Tuesday’s announcement that former Ohio State offensive tackle Orlando Pace will be inducted into the College Football Hall of Fame was surprising.
Surprising in the sense I would have sworn Pace already had been inducted. What took so long? Players are eligible 10 years after their last college games, and Pace’s Buckeyes career was over after the 1996 season.
“Without question, he is the best offensive lineman I have ever seen,” then-Iowa Coach Hayden Fry said in 1996. It wasn’t necessarily hyperbole. To this day, many consider Pace the best offensive tackle in college football history.
Iowa went 8-4 in 1995 and 9-3 in 1996, and yet couldn’t lay a glove on Ohio State those seasons.
In ’95 at Columbus, the Buckeyes scored on their first six possessions in building a 56-7 halftime lead, then pulled their starters. The final was 56-35.
“Coach (John) Cooper was being kind to us,” Fry said.
The next year in Iowa City, OSU led 38-6 early in the second quarter. Iowa chopped that lead to 38-26, and that was the final.

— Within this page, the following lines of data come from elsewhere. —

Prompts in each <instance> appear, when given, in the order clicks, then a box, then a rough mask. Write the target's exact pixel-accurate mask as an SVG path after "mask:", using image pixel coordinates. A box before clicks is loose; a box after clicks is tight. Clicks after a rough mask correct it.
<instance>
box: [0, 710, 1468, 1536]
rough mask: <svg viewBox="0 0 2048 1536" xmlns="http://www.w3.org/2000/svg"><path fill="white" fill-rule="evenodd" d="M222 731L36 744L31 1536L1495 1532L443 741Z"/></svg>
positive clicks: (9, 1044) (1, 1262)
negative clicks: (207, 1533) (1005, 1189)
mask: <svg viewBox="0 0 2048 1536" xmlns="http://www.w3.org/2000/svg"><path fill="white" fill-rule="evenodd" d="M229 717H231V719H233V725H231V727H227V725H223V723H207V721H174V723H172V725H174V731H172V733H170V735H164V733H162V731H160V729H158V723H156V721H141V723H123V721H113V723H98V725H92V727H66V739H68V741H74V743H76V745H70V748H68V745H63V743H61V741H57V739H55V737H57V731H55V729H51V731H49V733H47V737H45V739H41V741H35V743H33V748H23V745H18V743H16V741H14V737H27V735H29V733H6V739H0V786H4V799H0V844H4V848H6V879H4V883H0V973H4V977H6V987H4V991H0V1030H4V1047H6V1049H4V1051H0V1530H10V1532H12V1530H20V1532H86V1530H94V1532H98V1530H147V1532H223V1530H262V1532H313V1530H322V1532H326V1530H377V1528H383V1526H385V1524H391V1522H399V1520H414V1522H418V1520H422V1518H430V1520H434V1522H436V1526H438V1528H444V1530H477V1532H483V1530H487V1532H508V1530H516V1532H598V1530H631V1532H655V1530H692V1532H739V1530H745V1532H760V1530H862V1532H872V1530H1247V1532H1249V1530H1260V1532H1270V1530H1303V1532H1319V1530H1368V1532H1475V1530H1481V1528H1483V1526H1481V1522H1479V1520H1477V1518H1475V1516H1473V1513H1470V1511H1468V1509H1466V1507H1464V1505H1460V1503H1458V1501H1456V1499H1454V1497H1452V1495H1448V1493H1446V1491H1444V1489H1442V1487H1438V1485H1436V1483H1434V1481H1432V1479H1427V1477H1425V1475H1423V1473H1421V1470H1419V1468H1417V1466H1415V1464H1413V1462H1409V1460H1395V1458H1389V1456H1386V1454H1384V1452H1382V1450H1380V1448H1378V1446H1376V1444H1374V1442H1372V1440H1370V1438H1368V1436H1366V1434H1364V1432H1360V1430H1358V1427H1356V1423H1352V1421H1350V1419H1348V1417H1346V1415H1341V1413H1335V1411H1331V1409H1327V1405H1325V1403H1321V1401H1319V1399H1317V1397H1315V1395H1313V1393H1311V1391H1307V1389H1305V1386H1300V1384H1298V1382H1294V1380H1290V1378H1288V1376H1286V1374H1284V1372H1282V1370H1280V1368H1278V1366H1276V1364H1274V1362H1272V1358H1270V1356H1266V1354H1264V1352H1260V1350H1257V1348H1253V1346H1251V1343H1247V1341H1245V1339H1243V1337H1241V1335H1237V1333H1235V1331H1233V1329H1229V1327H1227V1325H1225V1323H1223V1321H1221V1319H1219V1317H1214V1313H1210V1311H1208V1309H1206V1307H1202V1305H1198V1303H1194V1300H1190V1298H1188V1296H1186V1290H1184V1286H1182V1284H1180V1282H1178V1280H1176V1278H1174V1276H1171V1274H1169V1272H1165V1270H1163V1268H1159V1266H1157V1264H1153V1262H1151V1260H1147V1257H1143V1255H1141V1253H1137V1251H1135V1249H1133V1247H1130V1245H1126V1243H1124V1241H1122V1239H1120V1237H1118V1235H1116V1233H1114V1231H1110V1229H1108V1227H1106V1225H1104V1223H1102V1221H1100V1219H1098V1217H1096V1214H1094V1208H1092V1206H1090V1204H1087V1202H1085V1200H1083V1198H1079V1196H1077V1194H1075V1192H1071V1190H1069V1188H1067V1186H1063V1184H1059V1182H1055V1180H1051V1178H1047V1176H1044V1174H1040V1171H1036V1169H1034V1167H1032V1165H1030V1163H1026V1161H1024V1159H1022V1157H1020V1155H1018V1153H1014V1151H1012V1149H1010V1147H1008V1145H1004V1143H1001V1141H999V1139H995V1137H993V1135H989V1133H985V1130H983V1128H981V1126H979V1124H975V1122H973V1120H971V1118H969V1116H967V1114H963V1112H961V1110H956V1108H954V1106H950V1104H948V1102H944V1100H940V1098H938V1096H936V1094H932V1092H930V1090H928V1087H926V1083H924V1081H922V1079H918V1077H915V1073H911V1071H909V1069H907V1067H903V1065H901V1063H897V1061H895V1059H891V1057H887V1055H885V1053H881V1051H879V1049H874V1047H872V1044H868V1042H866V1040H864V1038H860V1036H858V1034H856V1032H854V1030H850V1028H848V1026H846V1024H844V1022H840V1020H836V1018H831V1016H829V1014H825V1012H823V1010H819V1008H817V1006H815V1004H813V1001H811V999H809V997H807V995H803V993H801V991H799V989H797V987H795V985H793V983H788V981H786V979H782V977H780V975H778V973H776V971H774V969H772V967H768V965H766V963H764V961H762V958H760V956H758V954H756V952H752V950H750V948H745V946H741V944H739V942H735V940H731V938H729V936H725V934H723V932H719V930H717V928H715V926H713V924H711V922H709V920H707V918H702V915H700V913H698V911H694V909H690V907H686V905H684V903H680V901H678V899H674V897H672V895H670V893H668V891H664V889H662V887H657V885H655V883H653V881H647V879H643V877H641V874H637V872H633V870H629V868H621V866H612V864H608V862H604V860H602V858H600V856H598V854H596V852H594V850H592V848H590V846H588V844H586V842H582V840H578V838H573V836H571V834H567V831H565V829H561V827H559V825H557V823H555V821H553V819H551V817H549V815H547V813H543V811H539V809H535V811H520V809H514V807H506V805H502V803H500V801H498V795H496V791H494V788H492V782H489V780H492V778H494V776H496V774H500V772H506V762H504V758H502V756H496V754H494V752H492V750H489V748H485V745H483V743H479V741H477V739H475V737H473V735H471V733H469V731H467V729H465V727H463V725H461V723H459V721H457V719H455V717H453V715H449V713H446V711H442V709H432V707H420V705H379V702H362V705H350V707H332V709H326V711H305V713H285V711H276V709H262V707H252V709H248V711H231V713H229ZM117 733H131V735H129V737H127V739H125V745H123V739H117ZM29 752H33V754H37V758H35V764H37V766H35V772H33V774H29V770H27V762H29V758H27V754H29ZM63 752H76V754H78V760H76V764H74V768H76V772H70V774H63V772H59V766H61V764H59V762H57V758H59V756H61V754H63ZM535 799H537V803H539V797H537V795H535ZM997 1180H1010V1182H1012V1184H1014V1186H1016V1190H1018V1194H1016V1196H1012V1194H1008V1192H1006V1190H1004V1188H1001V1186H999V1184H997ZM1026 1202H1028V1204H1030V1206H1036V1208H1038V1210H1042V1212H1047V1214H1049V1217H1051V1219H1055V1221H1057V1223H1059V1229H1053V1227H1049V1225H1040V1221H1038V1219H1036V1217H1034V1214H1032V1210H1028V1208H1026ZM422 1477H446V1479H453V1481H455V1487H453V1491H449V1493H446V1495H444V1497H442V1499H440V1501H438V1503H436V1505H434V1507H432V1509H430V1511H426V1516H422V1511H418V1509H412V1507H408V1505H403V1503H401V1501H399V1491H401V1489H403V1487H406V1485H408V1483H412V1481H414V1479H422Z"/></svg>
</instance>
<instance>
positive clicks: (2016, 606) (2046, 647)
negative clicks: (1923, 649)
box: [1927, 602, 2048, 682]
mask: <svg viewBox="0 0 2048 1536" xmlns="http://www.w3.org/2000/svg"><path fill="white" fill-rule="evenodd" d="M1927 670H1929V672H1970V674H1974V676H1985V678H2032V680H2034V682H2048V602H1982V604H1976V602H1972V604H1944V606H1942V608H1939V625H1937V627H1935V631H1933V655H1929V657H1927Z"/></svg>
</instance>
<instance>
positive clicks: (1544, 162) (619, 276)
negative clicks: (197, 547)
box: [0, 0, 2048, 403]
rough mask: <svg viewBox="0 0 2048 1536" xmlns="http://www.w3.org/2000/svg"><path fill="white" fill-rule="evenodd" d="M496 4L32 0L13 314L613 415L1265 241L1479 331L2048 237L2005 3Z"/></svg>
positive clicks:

In both games, Pace was up front leading an offensive surge. He certainly had talented teammates, like 1995 Heisman Trophy-winning running back Eddie George (who got into the College HOF two years before Pace) and stellar receiver Terry Glenn.
In the 1995 Iowa-OSU game, the Buckeyes had four touchdown drives of 1:08 or less. That Iowa team went on to beat Pac-10 co-champion Washington in the Sun Bowl, 38-18.
In ’96, the Hawkeyes pasted Texas Tech in the Alamo Bowl, 27-0.
Ohio State, meanwhile, started the 1995 season with 11 wins, then lost at Michigan and was beaten by Tennessee in the Florida Citrus Bowl. In ’96, OSU went 11-1. It won the Big Ten and downed Arizona State in the Rose Bowl, and was No. 2 in the final AP rankings.
I’d like to say I remember watching Pace do this or that, but I always end up following the football. And it was constantly going places when George and Glenn got it.
Cooper’s 1998 Buckeyes also finished No. 2 in the final AP poll. Two years later, after 6-6 and 8-4 seasons, he was fired because of what then-athletic director Andy Geiger called a ”deteriorating climate within the football program.”
In other words, Ohio State lost too many games.